“We will have to reconcile,” said Audra Beasley looking directly at a group of parents and other supporters of Kirk Humphreys, embattled board chair of John Rex Charter Elementary.
Beasley was one of over 15 parents of John Rex students who came to the Oklahoma City Public Schools board of education meeting Monday to show their disapproval of Humphreys staying on the charter’s board.
And she pointed to the possible recriminations from those on the school staff and other parents who support Humphreys.
“The issue has produced fear among our parents. Because of fear that our children will suffer the consequences, fear that our transfer revoked for being on the side of justice, some remain in silence,” Beasley said.
Humphreys made comments on a news commentary TV program Dec. 10 that seemed to associate homosexuality with illegal acts between adults and children. Humphreys has since publicly apologized.
Paula Lewis, chair of OKCPS board called for his resignation from the John Rex board soon after.
Five or six parents and another ten people came in support of Humphreys staying on the John Rex board.

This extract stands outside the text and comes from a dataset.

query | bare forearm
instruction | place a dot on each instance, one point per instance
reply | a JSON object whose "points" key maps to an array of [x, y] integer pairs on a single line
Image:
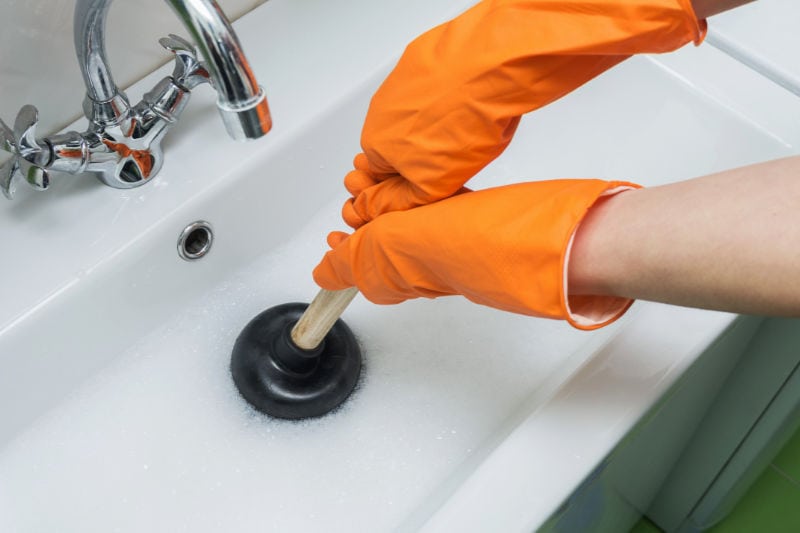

Most of that group wore blue t-shirts with the words “WE [heart symbol] JOHN REX,” seemingly associating support for Humphreys with support for the school.
Megan DeShazo spoke in favor of Humphreys staying on the board as the group with the t-shirts all stood behind her.
She acknowledged that the “…controversy over the past few weeks has been a difficult experience for the John Rex community.”
“Nobody condoned his initial comments, but we welcome his efforts to be reconciled to the community…,” said DeShazo.
DeShazo characterized Humphreys’ contribution to the school as “both direct and significant” as he worked to raise money to start the school.
She recalled that while mayor of Oklahoma City, Humphreys led the city in voting for the MAPS for Kids penny sales tax to rebuild crumbling schools across the city.
But Jaricha Scales, who has a second grade and Pre-K student in John Rex, said that Humphreys staying in the leadership position was “totally incongruent with the student creed” that students have to sign each year.
Scales asked what students were supposed to think “…when the chairman of our board has made such degrading public statements that are completely opposite of what our school stands for.”
“There are parents who are scared to speak out for fear of retaliation,” said Scales, her voice trembling with emotion.
“We would like to say that our children don’t recognize this, but they know something is going on in the culture of our school has changed. They don’t know the details, but they feel the change.”
Troy Stephenson, executive director of the advocacy organization Freedom Oklahoma was present at the meeting. He had been involved in talks that led to Humphreys’ apology.
He told Free Press after the meeting that he thought both parent groups had been “civil” but “…there are issues that need to be resolved.”
“They’ve highlighted some deficiencies with the John Rex Elementary School.”
We also talked with John Rex parent Leonardo Mendoza who had made comments against Humphreys at the board meeting.
“It has to do with the school’s mission and his not being able to uphold the school’s mission with his public statements,” Mendoza told Free Press.
“He can believe what he wants to believe. It’s his right. He has the right to say what he wants. But when he does it in a public forum and holding the office that he does.”
For the family
Jon Dodson and Lucas Mundt talked with us afterward. Dodson was not wearing one of the t-shirts, but Mundt was.
Their focus was not just on Kirk Humphreys who is CEO of The Humphreys Company, a real estate development company made up of his sons Grant and Blair and Annie Middlebrooks.
I know the Humphreys family and am here supporting the act of forgiveness, said Mundt.
“I’m here because I’m for John Rex. I’m here for the dialogue that’s going on,” said Dodson, also a real estate developer in Oklahoma City.
“I’m for Blair. And I’m for Kirk being forgiven for what he said.”
It was an indicator that the support for Humphreys was not just associated with the man himself, but the other members of his family who are highly respected in a new generation of young developers who many see as a positive influence on the city.
There was little interaction between the two groups as they left the building.